PSE obtains board’s greenlight 
for ownership restructuring plan


The Philippine Stock Exchange board has approved the ownership restructuring plan that would allow the bourse to comply with the 20-percent industry limit imposed under the Securities and Regulation Code.

Under the restructuring plan, the PSE would issue primary shares of up to 25 percent of the outstanding capital stock of the organization. In addition, the bourse would create and issue warrants that would not result in a dilution of more than 10 percent with a strike price of 120 percent to 150 percent with maturity of three years.

The board has yet to set the terms and conditions that would govern the sale of primary shares and warrants, the PSE disclosed. JP Morgan has been engaged as the financial adviser and underwriter for the aforementioned issuances.

As a listed firm, the PSE is mandated to bring down to 20 percent from 45 percent the direct and indirect ownership or control of voting rights of any industry or business group as stated in the SRC. The PSE has been paying penalties since it failed to meet SEC’s July 20 deadline last year.

Besides the restructuring plan, the PSE board has also approved the employee stock purchase plan wherein 150,000 shares or about 1 percent of its outstanding capital stock would be sold to all regular employees in good standing with at least 1 year of service.

The offer period is for three years exercisable from July to December annually with 10 percent discount from the offer price fixed on volume weighted average price of PSE shares of the month preceding the offer dates.
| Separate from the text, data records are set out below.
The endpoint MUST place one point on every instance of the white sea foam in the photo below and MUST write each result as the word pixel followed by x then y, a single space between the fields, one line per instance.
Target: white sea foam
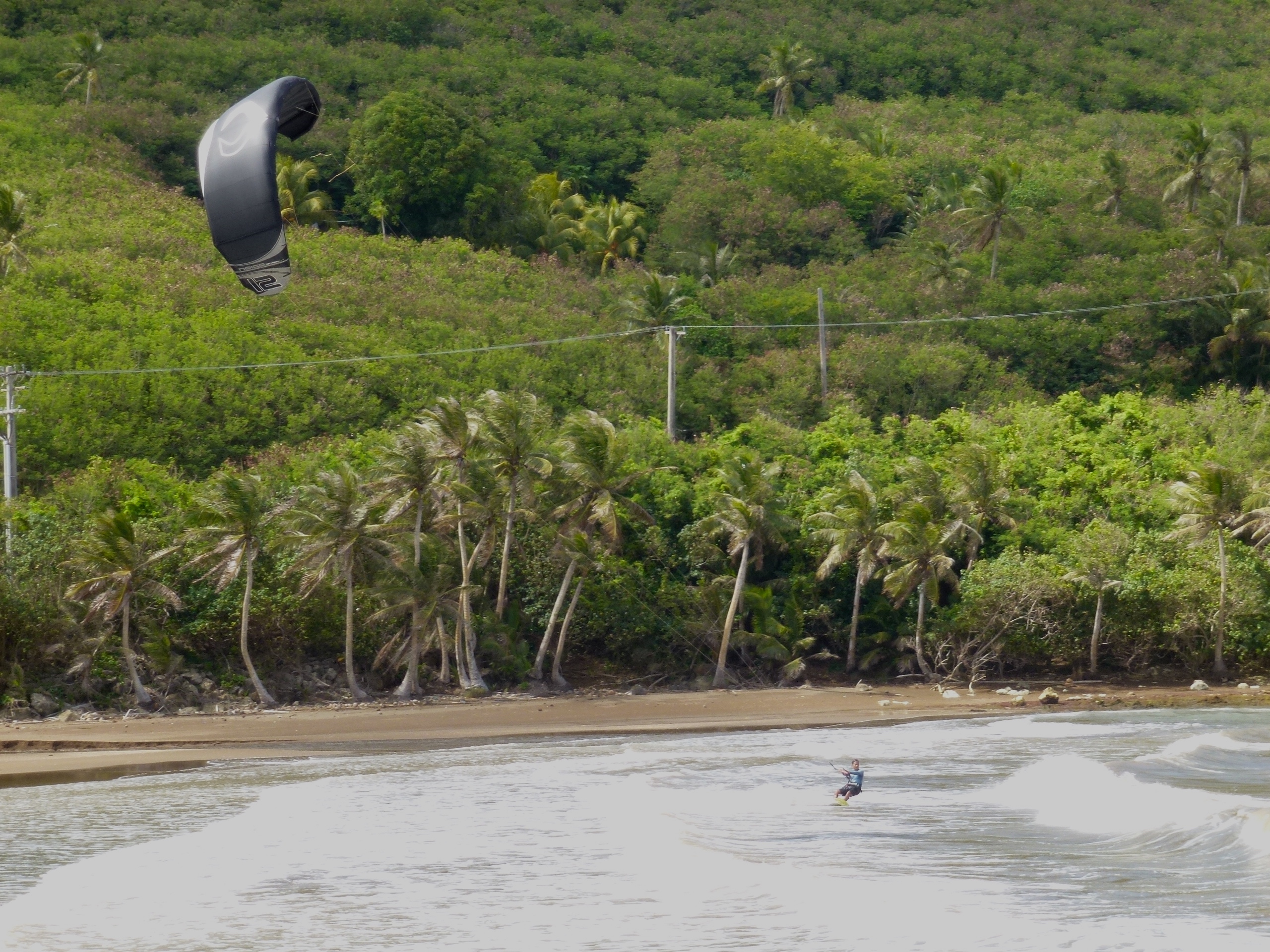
pixel 711 843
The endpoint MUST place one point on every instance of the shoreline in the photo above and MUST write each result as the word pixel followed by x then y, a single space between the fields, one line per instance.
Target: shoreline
pixel 67 752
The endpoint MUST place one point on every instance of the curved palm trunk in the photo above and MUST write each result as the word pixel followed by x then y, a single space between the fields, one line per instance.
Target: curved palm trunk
pixel 722 665
pixel 1096 635
pixel 137 687
pixel 507 551
pixel 1218 660
pixel 350 672
pixel 263 696
pixel 557 677
pixel 556 613
pixel 917 638
pixel 444 644
pixel 465 606
pixel 409 686
pixel 855 616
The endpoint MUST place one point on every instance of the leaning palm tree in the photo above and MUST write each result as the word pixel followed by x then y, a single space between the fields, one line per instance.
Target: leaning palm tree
pixel 120 567
pixel 786 67
pixel 422 595
pixel 850 525
pixel 1100 555
pixel 751 517
pixel 1213 221
pixel 1210 502
pixel 87 67
pixel 611 232
pixel 302 203
pixel 939 263
pixel 230 517
pixel 454 431
pixel 13 220
pixel 592 463
pixel 1239 154
pixel 981 494
pixel 988 211
pixel 1115 171
pixel 332 527
pixel 1248 323
pixel 919 542
pixel 654 304
pixel 1191 164
pixel 515 434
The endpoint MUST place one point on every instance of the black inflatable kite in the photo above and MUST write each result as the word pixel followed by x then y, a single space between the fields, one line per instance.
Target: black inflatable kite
pixel 239 179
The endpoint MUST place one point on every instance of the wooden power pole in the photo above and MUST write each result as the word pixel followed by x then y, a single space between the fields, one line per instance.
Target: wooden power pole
pixel 825 345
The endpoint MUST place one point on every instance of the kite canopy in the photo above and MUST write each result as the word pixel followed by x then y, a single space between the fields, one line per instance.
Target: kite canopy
pixel 237 171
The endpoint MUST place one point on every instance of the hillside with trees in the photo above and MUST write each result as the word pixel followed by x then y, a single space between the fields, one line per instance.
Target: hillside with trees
pixel 1075 483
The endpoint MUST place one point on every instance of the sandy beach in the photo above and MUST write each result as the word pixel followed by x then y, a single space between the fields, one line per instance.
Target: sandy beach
pixel 53 752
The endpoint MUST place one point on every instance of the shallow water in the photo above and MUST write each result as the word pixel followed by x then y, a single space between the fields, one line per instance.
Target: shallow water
pixel 1137 831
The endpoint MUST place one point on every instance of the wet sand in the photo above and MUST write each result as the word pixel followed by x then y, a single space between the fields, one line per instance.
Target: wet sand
pixel 51 752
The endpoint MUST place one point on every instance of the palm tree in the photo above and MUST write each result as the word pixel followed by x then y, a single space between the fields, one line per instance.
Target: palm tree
pixel 515 434
pixel 785 71
pixel 593 463
pixel 422 593
pixel 120 567
pixel 302 203
pixel 878 143
pixel 850 525
pixel 1248 325
pixel 919 542
pixel 1210 500
pixel 455 436
pixel 1214 221
pixel 332 529
pixel 987 209
pixel 87 69
pixel 1115 168
pixel 13 220
pixel 611 232
pixel 230 516
pixel 583 551
pixel 549 225
pixel 713 263
pixel 940 263
pixel 1192 166
pixel 656 301
pixel 980 494
pixel 751 516
pixel 1100 554
pixel 1237 154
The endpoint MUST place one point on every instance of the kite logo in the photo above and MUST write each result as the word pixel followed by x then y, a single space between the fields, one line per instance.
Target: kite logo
pixel 263 285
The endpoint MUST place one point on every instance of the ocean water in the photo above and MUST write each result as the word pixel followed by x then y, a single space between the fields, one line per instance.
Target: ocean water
pixel 1130 831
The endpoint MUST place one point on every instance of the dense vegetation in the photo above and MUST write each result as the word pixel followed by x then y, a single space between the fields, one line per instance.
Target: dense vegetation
pixel 509 172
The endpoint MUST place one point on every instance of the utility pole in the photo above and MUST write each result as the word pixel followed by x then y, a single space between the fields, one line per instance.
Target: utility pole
pixel 10 445
pixel 672 339
pixel 825 346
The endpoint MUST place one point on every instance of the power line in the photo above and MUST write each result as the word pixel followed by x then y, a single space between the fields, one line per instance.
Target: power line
pixel 636 332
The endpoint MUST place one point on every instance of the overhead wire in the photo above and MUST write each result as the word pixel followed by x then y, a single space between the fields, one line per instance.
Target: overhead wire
pixel 629 333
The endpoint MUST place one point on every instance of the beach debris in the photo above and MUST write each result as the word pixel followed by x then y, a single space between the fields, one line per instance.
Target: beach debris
pixel 44 705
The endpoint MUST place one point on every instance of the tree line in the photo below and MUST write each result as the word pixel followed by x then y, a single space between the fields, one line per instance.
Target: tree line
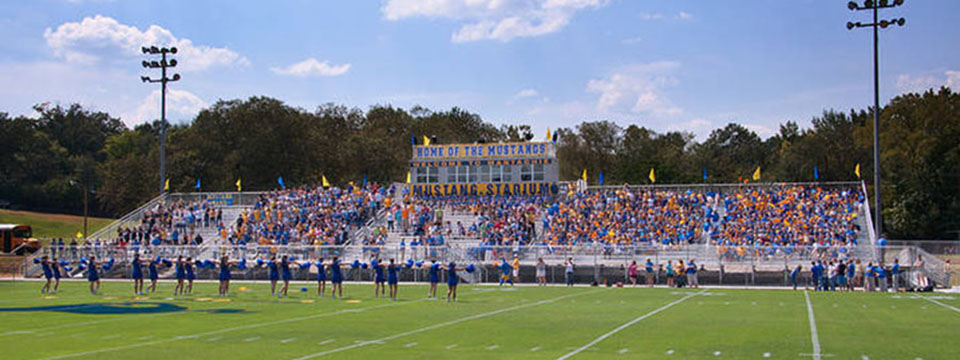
pixel 49 159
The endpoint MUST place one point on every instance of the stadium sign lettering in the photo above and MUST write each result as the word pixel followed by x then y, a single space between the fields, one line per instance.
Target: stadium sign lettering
pixel 538 149
pixel 533 188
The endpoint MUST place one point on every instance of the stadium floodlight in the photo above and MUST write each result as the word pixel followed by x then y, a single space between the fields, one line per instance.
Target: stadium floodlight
pixel 163 64
pixel 875 6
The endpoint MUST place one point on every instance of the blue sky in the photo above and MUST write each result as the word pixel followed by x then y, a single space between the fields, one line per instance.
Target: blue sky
pixel 667 65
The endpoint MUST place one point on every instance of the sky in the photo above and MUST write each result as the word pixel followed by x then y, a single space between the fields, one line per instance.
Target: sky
pixel 679 65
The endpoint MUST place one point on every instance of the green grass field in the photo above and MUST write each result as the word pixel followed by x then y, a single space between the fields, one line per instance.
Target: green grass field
pixel 487 322
pixel 47 226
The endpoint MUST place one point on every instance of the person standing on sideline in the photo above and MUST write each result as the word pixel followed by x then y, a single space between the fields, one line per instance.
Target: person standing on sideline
pixel 669 273
pixel 793 275
pixel 541 272
pixel 692 274
pixel 648 267
pixel 895 275
pixel 632 273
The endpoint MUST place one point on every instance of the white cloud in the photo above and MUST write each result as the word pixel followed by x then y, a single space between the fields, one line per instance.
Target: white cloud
pixel 526 93
pixel 312 67
pixel 493 19
pixel 683 15
pixel 94 38
pixel 651 16
pixel 907 83
pixel 182 105
pixel 637 89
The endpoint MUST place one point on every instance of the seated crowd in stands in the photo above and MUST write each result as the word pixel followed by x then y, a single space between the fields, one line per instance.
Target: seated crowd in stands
pixel 307 216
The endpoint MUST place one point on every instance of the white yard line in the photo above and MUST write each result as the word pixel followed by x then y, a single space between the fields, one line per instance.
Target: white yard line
pixel 224 330
pixel 440 325
pixel 951 307
pixel 628 324
pixel 813 328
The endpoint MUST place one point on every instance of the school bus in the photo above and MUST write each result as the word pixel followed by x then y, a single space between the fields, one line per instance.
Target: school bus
pixel 17 238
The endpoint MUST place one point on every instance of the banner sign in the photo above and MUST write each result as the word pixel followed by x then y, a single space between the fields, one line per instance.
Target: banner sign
pixel 464 151
pixel 482 189
pixel 480 162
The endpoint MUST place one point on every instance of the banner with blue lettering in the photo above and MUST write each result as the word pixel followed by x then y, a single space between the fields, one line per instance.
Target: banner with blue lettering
pixel 483 189
pixel 463 151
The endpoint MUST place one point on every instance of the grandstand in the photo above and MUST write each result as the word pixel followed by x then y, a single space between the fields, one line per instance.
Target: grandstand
pixel 486 203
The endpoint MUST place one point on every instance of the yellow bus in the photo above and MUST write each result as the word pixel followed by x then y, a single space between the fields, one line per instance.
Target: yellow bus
pixel 17 238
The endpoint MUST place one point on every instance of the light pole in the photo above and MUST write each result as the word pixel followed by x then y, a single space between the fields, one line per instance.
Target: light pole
pixel 875 6
pixel 163 64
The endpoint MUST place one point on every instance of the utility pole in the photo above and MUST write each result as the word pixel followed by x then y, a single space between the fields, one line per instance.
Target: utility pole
pixel 875 6
pixel 163 64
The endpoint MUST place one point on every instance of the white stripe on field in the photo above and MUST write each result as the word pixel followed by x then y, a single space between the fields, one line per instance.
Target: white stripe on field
pixel 219 331
pixel 951 307
pixel 813 328
pixel 440 325
pixel 631 322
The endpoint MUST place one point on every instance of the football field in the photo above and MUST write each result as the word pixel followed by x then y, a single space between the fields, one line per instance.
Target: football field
pixel 486 322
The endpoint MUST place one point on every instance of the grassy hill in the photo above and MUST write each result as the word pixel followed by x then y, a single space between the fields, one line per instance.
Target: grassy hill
pixel 47 226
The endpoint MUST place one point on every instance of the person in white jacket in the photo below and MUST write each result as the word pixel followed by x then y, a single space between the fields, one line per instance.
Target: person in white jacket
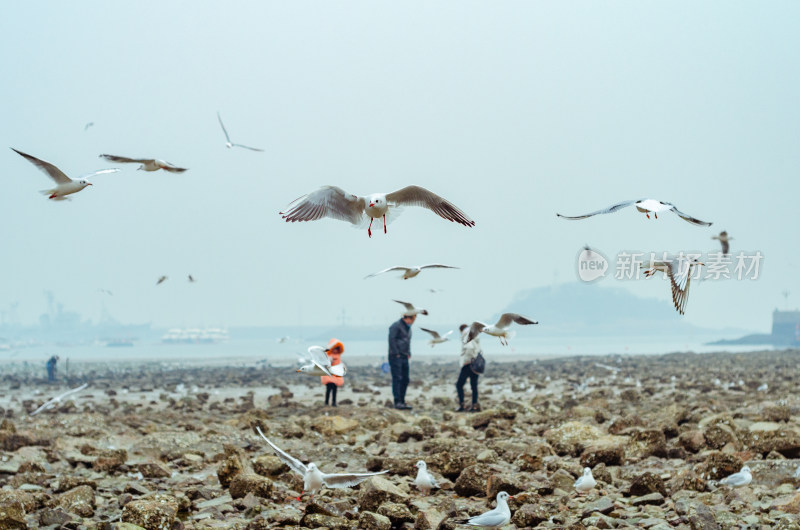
pixel 469 350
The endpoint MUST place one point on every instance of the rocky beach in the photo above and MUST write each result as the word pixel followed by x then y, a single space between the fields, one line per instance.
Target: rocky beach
pixel 173 446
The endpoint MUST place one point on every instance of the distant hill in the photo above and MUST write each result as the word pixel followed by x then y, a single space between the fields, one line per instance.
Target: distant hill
pixel 586 309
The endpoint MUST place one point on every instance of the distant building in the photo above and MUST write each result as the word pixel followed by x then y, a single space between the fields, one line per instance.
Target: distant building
pixel 786 327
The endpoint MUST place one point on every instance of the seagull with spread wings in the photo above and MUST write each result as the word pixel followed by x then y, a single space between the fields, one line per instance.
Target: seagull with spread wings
pixel 646 206
pixel 411 272
pixel 313 478
pixel 437 339
pixel 330 201
pixel 411 310
pixel 56 400
pixel 724 239
pixel 320 364
pixel 147 164
pixel 228 142
pixel 501 328
pixel 679 271
pixel 64 185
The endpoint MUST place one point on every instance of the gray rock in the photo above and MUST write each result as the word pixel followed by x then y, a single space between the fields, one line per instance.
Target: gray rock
pixel 377 491
pixel 602 505
pixel 373 521
pixel 651 498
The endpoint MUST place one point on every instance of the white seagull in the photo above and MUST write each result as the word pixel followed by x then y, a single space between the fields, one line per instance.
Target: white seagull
pixel 147 164
pixel 411 310
pixel 723 239
pixel 742 478
pixel 228 142
pixel 679 271
pixel 585 482
pixel 330 201
pixel 645 206
pixel 64 185
pixel 411 272
pixel 52 403
pixel 437 339
pixel 313 478
pixel 500 329
pixel 320 364
pixel 496 518
pixel 424 481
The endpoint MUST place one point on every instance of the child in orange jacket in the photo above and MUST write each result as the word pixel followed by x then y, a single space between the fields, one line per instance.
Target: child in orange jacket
pixel 334 351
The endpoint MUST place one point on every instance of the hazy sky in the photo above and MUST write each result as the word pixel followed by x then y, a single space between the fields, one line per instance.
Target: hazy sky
pixel 512 110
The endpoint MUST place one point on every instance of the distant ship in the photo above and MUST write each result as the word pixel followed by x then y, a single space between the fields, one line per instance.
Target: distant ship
pixel 195 336
pixel 119 343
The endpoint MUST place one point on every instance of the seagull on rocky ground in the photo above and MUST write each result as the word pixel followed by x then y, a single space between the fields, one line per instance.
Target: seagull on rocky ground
pixel 313 478
pixel 679 271
pixel 64 185
pixel 411 310
pixel 424 481
pixel 437 339
pixel 147 164
pixel 585 482
pixel 742 478
pixel 723 239
pixel 645 206
pixel 411 272
pixel 496 518
pixel 228 142
pixel 320 364
pixel 500 329
pixel 330 201
pixel 53 402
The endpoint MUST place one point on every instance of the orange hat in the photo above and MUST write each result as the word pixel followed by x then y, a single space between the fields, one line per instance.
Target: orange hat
pixel 335 342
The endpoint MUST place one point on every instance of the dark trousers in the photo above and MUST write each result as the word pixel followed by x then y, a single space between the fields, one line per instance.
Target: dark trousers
pixel 330 392
pixel 466 372
pixel 400 379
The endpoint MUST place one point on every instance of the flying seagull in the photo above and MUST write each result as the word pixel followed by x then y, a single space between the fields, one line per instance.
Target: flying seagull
pixel 424 481
pixel 64 185
pixel 437 339
pixel 500 329
pixel 230 144
pixel 496 518
pixel 330 201
pixel 723 239
pixel 645 206
pixel 411 310
pixel 320 364
pixel 742 478
pixel 313 478
pixel 52 403
pixel 585 482
pixel 679 271
pixel 147 164
pixel 411 272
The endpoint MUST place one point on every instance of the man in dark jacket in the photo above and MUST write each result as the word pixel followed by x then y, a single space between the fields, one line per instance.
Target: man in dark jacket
pixel 399 353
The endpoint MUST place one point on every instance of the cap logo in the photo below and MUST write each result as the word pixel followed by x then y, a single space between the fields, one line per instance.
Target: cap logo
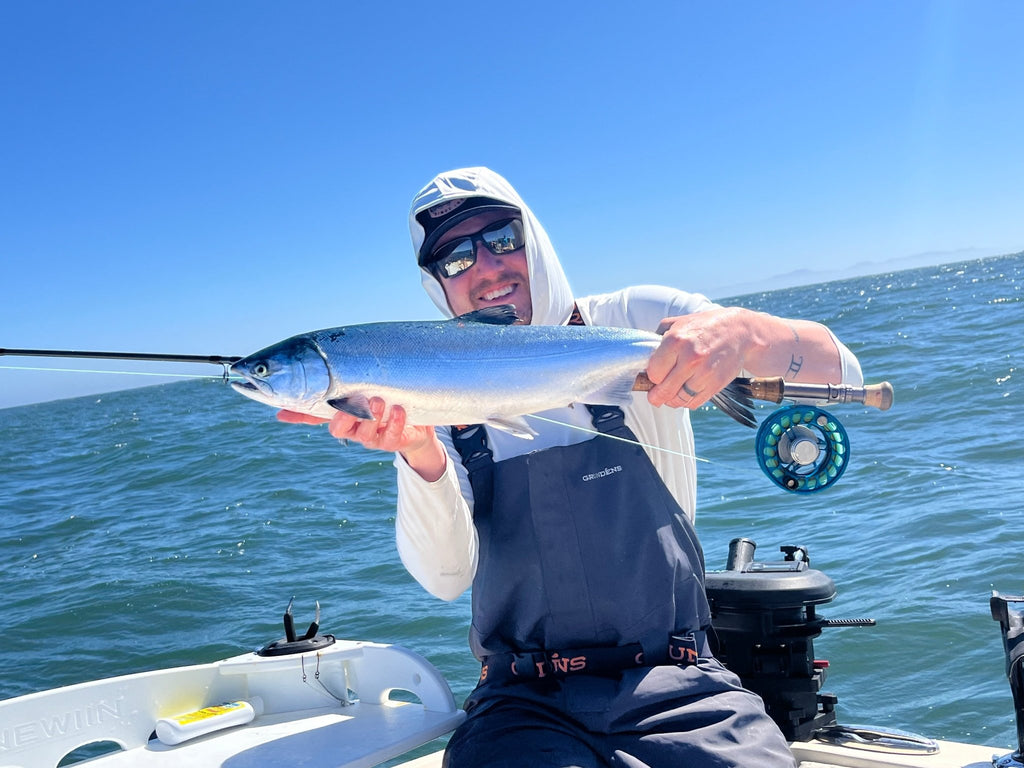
pixel 443 209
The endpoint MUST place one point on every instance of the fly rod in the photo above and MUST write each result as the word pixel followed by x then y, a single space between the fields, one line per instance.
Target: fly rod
pixel 218 359
pixel 775 389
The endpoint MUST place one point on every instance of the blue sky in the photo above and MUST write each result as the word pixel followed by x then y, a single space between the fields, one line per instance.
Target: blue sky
pixel 210 177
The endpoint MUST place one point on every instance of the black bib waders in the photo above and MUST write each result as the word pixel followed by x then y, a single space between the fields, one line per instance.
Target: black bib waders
pixel 589 613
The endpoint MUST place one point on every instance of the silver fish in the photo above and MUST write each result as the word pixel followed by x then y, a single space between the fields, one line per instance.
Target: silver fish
pixel 477 368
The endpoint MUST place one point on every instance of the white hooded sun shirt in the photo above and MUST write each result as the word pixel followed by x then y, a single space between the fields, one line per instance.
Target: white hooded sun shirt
pixel 435 535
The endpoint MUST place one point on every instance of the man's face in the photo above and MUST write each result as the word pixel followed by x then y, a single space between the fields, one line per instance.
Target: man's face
pixel 494 280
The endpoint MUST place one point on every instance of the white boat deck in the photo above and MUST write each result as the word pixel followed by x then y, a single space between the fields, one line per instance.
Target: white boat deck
pixel 326 709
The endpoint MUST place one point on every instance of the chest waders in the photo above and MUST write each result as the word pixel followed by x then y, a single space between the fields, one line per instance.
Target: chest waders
pixel 589 617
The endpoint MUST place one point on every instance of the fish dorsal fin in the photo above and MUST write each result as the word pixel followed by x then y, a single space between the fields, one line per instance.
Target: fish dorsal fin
pixel 504 314
pixel 357 406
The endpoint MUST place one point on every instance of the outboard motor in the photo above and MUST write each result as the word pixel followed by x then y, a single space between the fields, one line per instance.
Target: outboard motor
pixel 764 614
pixel 1009 611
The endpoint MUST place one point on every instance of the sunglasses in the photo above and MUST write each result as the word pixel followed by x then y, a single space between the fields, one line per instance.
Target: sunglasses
pixel 454 258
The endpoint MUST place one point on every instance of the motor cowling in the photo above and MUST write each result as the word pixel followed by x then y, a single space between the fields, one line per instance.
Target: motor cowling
pixel 765 620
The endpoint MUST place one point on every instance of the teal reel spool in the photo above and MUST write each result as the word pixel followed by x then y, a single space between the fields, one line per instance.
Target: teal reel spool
pixel 802 449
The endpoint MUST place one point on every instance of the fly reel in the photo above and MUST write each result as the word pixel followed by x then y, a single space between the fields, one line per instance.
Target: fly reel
pixel 802 449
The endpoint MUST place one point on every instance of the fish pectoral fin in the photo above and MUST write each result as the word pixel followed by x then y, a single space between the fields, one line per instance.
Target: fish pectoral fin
pixel 619 392
pixel 503 314
pixel 514 425
pixel 357 406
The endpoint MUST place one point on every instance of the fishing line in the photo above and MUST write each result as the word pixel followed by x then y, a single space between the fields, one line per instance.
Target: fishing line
pixel 119 373
pixel 616 437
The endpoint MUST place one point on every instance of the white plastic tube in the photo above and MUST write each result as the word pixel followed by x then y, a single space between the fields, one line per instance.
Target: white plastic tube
pixel 192 724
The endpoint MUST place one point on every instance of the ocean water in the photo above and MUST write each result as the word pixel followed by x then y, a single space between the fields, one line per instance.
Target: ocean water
pixel 171 524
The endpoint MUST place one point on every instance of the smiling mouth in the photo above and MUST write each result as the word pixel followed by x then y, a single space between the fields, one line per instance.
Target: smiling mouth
pixel 500 293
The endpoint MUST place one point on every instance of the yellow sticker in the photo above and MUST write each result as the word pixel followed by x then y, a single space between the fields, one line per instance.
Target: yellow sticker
pixel 208 712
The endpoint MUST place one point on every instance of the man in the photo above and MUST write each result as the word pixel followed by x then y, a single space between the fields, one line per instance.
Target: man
pixel 589 610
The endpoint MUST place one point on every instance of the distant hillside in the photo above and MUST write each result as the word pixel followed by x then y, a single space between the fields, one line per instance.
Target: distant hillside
pixel 810 276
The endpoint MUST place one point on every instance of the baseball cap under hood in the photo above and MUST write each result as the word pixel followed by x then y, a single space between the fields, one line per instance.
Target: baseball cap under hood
pixel 550 292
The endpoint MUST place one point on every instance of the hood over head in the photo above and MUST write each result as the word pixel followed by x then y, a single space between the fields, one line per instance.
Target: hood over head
pixel 436 208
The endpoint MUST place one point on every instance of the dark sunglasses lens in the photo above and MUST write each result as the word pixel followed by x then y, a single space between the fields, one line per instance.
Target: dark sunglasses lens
pixel 506 238
pixel 456 258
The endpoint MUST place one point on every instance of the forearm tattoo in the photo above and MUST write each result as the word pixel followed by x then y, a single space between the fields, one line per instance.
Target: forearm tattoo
pixel 795 363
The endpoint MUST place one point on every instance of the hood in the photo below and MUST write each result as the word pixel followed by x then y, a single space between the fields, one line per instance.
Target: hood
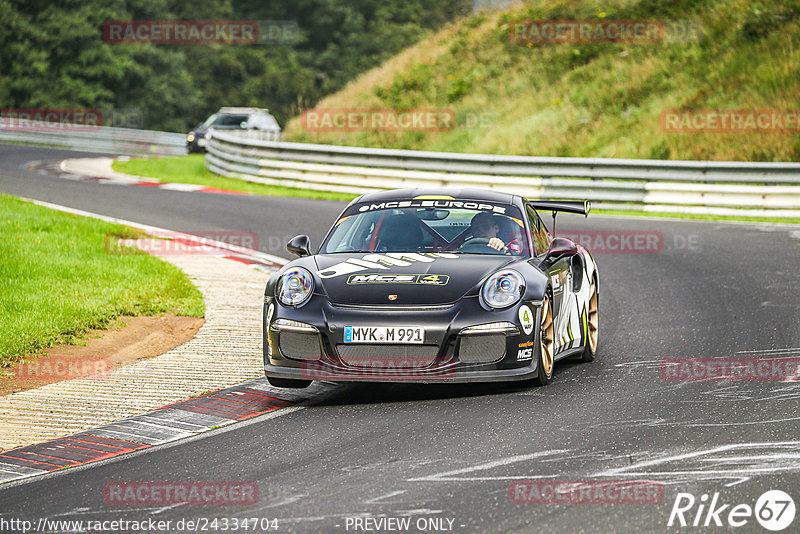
pixel 415 278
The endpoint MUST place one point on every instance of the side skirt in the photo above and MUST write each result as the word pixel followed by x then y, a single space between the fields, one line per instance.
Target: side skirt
pixel 567 353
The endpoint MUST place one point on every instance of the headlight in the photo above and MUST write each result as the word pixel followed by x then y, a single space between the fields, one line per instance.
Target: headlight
pixel 294 286
pixel 503 289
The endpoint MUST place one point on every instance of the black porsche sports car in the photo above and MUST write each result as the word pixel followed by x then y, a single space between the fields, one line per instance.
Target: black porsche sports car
pixel 428 286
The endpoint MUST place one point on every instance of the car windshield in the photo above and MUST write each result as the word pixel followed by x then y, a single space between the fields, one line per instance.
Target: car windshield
pixel 454 228
pixel 224 120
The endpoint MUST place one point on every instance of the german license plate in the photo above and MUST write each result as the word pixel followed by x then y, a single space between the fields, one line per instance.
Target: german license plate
pixel 384 334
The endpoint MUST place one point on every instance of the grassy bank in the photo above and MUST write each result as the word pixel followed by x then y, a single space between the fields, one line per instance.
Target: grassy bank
pixel 57 280
pixel 191 169
pixel 590 99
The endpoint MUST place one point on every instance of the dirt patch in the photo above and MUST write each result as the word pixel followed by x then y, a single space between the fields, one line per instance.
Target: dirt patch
pixel 105 350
The board has also declared a cash dividend of P20 per share, broken down to P14 per share regular dividend and P6 per share special dividend to stockholders of record date April 15, 2008 and payable not later than May 15.

Furthermore, the board has also approved the declaration of 100 percent stock dividend payable on the date yet to be fixed by the SEC to fund the increase in the authorized capital stock from P36.8 million to P97.8 million. The approved increase is divided into 97.8 million common shares with par value P1.00 each, at least 25 percent of which would be subscribed and paid for by the 100-percent stock dividend equivalent to 15.28 million shares.

This is the sixth straight time since 2003 that the PSE has declared cash dividends. The latest dividend declaration has brought the total amount of cash dividends declared to P822.2 million since it started, the PSE said in a statement.

Last year, PSE’s consolidated net income grew by 86.6 percent to a record P433.42 million year on year on the back of higher value turnover of P1.34 trillion. Proceeds from various offerings and other capital-raising activities also jumped to a historic high of P90.13 billion in 2007 from P57.23 billion a year earlier.